# Shadow Report: MSNBC in HD?



## Stuart Sweet (Jun 19, 2006)

Folks, 

I spoke to a PR flack from NBC Universal, and he claimed to not have a lot of information, but he was confident that MSNBC HD would be available be the beginning of 2Q09. 

I tried to get an official press contact but as soon as I said I would post the information on a blog, he pretty much ran away


----------



## breevesdc (Aug 14, 2007)

That's good news. If only they were ready in time for the election. IMHO MSNBC had the best election coverage but the worst picture quality of the major cable news networks.

Brian


----------



## Nick (Apr 23, 2002)

With all due respect to The Shadow, I first reported the official NBCU press release from MSNBC President Phil Griffin on DBSTalk, October 31, 2008. Previously, rumors and speculation had been circulating.

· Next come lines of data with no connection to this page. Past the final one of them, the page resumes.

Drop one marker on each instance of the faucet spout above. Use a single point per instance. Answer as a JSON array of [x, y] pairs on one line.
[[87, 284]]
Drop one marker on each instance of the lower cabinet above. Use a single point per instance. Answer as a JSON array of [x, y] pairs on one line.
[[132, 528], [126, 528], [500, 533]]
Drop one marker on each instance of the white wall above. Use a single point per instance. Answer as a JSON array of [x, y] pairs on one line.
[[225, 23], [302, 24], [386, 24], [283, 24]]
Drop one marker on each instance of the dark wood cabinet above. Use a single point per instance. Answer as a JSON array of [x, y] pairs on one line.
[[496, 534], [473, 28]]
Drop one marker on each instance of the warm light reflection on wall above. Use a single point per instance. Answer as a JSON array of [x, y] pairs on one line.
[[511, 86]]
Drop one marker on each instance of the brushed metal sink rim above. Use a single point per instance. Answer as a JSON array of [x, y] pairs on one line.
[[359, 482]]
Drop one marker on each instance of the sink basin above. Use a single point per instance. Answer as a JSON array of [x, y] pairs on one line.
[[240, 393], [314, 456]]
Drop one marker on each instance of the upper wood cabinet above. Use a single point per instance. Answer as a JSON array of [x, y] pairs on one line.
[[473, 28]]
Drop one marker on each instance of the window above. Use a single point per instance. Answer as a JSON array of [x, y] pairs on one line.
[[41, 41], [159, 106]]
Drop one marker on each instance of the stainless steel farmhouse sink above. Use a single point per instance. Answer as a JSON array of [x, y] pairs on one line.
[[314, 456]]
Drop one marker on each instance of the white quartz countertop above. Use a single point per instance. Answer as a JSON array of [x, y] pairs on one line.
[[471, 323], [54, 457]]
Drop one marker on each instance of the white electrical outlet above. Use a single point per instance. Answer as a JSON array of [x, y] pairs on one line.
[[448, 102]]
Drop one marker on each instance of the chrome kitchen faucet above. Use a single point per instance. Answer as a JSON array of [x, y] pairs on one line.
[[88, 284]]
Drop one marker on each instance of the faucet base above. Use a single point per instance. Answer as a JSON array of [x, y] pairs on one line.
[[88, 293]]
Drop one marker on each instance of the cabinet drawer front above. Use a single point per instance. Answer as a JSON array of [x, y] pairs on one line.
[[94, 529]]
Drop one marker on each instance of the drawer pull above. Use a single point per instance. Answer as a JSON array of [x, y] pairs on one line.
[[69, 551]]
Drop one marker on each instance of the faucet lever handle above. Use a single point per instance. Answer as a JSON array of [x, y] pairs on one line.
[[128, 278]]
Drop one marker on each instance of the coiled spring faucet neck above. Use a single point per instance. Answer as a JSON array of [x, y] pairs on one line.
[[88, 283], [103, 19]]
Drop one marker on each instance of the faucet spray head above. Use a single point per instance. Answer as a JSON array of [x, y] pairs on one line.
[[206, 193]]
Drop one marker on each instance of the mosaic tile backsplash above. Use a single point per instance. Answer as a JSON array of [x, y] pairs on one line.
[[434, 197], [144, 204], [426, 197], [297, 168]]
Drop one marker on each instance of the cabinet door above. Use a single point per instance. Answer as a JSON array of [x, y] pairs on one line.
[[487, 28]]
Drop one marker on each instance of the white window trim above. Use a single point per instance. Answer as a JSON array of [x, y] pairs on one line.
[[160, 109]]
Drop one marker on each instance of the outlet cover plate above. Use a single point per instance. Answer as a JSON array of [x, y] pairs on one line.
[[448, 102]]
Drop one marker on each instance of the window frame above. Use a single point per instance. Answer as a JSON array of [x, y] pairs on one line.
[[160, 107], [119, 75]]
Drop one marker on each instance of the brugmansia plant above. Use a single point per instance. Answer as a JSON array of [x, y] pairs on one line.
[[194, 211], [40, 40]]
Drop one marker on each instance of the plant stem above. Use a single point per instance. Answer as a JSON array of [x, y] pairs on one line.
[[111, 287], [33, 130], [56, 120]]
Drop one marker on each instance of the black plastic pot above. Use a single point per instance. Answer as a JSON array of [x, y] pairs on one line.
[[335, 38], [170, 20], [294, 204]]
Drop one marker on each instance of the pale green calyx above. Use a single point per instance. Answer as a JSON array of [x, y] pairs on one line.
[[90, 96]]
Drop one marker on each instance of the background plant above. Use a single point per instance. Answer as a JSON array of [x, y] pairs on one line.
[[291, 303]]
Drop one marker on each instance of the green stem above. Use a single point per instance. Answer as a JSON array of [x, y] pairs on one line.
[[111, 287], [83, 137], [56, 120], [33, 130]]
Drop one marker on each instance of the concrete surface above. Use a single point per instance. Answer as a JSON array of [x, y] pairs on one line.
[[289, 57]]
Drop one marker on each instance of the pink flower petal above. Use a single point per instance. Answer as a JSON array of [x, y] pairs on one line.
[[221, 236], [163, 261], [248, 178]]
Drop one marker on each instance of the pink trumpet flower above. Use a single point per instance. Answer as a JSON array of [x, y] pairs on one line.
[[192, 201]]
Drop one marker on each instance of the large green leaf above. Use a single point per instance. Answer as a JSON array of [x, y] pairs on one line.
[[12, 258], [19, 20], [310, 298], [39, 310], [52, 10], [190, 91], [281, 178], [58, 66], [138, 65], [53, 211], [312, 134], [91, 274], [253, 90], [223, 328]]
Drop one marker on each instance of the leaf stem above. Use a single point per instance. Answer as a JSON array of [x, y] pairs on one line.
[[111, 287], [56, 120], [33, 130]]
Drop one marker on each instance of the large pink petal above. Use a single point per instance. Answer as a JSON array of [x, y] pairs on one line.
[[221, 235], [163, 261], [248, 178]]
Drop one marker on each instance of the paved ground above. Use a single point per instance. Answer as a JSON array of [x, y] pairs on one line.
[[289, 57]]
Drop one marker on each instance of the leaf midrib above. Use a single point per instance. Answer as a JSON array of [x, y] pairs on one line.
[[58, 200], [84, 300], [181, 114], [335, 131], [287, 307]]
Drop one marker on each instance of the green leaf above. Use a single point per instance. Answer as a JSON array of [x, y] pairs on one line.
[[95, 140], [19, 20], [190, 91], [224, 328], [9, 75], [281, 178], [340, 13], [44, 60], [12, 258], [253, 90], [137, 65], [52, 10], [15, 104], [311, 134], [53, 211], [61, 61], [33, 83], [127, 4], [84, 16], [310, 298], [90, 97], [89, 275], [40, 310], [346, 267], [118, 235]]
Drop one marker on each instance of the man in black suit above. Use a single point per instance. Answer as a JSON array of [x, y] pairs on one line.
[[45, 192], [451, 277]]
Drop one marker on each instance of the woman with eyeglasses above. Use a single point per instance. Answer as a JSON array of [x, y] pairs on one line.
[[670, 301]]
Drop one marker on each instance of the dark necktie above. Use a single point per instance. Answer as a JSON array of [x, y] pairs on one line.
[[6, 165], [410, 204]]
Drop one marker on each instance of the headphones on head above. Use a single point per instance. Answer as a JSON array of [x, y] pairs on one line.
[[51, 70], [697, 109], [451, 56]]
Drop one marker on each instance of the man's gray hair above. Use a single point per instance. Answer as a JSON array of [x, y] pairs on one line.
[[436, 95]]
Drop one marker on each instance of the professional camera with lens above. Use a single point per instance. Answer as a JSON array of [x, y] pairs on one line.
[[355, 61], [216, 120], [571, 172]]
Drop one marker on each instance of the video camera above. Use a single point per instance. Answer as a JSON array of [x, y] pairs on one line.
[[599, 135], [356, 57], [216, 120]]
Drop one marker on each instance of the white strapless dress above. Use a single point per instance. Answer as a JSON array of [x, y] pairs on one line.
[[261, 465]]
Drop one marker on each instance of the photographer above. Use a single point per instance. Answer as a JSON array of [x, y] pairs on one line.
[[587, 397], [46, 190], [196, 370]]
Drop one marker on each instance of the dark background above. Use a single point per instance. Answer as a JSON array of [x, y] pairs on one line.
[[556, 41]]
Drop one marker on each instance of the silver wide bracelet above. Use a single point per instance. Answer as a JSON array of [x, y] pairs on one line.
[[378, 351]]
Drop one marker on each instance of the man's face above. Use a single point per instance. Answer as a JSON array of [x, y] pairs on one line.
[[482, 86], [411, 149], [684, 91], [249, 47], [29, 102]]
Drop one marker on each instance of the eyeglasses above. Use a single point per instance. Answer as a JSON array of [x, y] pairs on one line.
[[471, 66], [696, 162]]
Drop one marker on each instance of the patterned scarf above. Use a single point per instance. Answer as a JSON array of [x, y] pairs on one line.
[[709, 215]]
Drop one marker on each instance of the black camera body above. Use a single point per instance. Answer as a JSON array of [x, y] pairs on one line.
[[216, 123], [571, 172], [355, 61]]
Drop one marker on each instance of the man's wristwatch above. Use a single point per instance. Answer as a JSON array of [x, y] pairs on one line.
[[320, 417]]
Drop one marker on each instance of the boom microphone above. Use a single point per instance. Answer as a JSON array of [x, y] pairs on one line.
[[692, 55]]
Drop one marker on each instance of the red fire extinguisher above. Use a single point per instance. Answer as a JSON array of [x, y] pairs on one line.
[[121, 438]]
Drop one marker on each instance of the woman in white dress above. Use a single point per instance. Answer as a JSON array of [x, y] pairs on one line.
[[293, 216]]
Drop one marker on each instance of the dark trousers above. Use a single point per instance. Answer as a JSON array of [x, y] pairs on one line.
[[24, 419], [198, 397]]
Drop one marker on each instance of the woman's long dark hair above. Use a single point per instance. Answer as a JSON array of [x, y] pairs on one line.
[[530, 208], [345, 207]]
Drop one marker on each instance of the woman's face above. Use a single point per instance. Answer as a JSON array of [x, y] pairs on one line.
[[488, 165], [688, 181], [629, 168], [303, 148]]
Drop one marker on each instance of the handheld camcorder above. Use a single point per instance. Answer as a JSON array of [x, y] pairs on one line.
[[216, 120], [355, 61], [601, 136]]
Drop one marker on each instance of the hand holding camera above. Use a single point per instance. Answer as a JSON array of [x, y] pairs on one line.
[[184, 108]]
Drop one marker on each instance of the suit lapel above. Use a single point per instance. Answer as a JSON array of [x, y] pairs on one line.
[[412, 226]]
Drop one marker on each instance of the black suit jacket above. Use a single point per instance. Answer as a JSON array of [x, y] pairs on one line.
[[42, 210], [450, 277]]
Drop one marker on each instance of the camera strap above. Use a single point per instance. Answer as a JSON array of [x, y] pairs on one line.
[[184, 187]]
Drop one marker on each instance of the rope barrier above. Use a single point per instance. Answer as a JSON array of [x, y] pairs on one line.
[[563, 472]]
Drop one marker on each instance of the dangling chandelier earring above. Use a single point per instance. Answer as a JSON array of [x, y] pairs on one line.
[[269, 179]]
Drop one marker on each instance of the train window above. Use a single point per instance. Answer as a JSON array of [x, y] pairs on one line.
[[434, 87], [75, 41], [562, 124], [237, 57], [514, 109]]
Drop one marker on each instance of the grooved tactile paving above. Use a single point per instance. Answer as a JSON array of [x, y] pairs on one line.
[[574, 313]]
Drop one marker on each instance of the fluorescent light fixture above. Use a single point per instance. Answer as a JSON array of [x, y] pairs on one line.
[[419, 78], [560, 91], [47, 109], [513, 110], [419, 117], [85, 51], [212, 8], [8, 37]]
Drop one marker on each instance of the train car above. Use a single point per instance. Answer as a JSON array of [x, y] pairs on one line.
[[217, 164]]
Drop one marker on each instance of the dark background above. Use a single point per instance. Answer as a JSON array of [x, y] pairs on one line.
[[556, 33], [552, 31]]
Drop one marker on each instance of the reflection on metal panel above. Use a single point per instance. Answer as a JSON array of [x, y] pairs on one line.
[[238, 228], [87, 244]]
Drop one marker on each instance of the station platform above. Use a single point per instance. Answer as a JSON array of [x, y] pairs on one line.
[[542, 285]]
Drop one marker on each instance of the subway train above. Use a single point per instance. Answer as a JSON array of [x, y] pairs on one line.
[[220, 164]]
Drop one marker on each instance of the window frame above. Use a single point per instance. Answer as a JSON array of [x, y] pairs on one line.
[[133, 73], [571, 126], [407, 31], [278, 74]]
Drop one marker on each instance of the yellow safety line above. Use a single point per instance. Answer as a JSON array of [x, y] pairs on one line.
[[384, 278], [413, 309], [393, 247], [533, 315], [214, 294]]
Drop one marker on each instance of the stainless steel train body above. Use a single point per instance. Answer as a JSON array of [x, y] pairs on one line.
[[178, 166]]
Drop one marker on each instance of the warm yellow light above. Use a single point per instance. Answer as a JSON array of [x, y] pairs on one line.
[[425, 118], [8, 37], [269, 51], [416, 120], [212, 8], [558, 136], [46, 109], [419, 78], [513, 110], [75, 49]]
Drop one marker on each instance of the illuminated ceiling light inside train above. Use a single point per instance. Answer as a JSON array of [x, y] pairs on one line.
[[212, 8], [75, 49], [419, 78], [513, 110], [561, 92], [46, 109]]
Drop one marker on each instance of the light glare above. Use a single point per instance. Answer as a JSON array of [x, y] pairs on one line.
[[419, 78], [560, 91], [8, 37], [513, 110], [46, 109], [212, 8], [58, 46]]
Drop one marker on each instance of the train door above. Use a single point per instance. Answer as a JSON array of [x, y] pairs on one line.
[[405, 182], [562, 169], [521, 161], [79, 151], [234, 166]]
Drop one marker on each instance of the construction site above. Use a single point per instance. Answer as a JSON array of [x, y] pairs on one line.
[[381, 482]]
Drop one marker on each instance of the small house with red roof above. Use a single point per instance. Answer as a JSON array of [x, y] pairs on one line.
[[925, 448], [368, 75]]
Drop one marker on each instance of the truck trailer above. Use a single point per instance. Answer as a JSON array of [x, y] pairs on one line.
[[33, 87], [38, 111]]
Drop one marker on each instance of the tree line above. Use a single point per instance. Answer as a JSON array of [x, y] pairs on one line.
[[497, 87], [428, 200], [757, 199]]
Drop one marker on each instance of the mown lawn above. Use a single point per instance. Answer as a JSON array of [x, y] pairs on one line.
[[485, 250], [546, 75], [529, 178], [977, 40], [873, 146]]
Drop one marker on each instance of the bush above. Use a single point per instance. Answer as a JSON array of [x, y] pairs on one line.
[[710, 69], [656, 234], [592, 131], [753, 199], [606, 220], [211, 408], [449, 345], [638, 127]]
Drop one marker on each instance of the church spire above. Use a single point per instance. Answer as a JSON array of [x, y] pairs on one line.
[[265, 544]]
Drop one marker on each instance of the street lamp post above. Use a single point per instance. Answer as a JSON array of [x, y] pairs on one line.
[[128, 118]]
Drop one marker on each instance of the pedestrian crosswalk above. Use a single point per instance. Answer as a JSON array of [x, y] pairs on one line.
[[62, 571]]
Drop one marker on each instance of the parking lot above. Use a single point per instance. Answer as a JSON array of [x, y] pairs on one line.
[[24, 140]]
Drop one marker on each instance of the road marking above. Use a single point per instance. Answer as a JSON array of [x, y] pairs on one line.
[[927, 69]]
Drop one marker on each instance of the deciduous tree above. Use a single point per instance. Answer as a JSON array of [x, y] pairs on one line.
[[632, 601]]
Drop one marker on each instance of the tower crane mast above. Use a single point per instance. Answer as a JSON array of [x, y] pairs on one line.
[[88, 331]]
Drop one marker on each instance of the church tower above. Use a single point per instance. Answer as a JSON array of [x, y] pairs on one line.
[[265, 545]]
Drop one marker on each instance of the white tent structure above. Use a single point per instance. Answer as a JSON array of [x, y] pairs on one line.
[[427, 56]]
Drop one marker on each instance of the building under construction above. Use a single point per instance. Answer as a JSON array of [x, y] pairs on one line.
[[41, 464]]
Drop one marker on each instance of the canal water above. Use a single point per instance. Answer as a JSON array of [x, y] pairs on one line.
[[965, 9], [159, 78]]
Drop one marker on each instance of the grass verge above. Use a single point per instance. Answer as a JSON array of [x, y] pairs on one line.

*TVWEEK: MSNBC to Go HD in the Spring*

Perhaps that flack should read NBCU press releases, and also make DBSTalk.com a must read. :sure:

_EDIT: I Can't wait to see my other girlfriend, Mika, in Hi-Def!_


----------



## Stuart Sweet (Jun 19, 2006)

Nick, thanks for the reminder. I'm pleased that I was able to confirm the information that you already posted!


----------